In this study, the fitting object was the CCPD, which refers to the probability density of a certain class of states or a certain condition. For example, CCPD1 is the first class of CCPD, which corresponds to the rain conditions. Some studies aim at non-zero rainfall; that is, data without rain are excluded from the data series. In this case, the density function is named CCPD1. In the domain of CCPD1, which is a subdomain of the domain of the PDF, CCPD1 has a multiplying relationship in its domain with the PDF. CCPD2 refers to the second class of the CCPD, corresponding to the continuous rainfall condition, and CCPD3 is the third class of the CCPD and corresponds to the state of rainfall duration. In the following text, the PDF of rainfall conditions is studied using these three classes of CCPDs.

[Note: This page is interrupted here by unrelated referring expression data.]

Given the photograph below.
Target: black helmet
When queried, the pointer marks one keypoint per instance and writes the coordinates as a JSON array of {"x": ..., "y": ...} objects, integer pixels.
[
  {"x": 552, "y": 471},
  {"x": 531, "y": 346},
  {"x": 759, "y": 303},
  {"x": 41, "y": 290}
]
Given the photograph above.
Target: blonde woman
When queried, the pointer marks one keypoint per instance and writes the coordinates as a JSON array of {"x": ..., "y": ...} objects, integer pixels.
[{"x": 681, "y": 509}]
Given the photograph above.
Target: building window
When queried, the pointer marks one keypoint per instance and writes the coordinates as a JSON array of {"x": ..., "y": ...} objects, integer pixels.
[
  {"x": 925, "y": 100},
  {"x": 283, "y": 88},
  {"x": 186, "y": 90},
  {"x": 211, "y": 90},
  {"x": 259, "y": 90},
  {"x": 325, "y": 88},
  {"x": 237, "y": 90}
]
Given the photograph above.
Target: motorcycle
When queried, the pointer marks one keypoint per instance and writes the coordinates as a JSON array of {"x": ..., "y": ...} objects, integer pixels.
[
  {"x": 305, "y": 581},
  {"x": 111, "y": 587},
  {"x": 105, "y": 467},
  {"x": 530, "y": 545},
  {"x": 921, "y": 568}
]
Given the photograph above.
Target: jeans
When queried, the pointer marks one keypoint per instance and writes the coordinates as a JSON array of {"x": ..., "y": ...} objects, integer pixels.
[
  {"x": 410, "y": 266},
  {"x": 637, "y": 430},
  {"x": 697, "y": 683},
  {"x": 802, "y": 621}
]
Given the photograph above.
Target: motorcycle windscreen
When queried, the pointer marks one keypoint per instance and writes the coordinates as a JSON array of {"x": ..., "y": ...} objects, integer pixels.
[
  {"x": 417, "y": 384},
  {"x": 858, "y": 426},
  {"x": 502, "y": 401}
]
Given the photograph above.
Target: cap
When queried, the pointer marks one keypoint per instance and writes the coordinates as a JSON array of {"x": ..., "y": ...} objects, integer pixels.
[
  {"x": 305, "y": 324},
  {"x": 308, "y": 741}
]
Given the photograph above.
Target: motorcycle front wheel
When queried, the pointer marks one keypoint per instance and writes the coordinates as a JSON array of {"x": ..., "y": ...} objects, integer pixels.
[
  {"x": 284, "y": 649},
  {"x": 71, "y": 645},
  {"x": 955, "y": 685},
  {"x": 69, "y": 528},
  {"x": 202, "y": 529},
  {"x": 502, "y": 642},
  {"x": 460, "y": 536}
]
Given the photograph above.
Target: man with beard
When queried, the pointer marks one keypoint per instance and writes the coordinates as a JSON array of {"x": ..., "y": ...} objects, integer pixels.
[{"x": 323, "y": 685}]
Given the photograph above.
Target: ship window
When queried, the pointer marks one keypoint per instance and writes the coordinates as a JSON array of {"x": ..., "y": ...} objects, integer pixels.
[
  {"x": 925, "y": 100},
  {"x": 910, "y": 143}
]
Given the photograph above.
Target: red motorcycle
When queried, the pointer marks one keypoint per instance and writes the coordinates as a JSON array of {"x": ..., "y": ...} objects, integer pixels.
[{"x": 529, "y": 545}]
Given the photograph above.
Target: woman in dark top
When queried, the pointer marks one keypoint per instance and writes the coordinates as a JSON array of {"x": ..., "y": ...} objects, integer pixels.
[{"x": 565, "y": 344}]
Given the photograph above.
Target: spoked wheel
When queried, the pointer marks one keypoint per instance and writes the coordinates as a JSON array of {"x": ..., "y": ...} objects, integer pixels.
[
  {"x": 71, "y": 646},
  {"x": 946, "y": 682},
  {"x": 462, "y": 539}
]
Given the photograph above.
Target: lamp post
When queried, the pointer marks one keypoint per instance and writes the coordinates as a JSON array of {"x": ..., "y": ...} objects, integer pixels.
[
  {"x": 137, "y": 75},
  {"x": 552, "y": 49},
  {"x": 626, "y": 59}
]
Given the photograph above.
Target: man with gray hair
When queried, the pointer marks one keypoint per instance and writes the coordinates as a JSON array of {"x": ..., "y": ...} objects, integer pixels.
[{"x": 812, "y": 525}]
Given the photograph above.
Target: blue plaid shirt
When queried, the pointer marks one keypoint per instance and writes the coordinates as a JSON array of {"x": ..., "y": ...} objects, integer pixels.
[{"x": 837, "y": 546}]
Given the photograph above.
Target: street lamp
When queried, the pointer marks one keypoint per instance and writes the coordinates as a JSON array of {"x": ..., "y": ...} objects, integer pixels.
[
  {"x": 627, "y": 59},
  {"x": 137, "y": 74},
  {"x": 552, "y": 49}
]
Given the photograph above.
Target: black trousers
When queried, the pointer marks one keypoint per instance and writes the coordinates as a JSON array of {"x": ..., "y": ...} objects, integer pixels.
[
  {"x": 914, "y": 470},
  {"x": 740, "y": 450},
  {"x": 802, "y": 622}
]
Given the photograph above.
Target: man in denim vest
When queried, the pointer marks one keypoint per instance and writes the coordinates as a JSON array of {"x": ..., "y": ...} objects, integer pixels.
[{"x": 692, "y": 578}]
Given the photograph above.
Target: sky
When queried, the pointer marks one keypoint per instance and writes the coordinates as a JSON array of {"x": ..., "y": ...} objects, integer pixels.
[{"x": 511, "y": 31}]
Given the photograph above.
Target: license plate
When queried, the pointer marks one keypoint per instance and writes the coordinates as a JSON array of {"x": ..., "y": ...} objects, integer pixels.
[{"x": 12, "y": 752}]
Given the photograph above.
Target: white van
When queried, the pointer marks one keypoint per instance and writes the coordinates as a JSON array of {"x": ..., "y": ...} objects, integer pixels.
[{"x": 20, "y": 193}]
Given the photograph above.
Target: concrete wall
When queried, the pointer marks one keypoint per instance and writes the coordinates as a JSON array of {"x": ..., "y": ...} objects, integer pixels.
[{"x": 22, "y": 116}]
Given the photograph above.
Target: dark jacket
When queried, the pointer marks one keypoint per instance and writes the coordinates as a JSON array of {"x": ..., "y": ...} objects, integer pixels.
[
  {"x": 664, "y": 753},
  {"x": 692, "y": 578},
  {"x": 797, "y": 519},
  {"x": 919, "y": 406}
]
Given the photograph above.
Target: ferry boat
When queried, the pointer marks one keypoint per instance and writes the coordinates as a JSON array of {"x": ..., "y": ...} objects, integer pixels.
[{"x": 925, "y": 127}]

The method of sampling adopted the whole rain sample instead of the AMS and EVS, because the AMS and EVS break the PDF curve trend between normal rain and extreme rain, and it was difficult to statistically accurately obtain the PDF when there were fewer examples of extreme rain.

The statistical method and processing flow of the empirical functions of CCPDs were omitted. The following describes the fitting method, including why the genetic algorithm (GA) and the objective function, which is the parameter optimization criterion for the probability density function, were selected. The objective function was in the same formula as for three CCPDs. Subsequently, the optimization criterion of the theoretical density function was used to select the preferred model among the multiple functions.

3.2. Fitting Method

The commonly used methods for estimating the parameters of PDFs need to establish simultaneous equations, for which there may be no solution or multiple solutions. In addition, the solution to establishing simultaneous equations is to obtain the form of the exact solution, but the parameters obtained are only the exact solution of the simultaneous equations and are still an approximate solution to the fitting problem. The main reasons for such problems are as follows.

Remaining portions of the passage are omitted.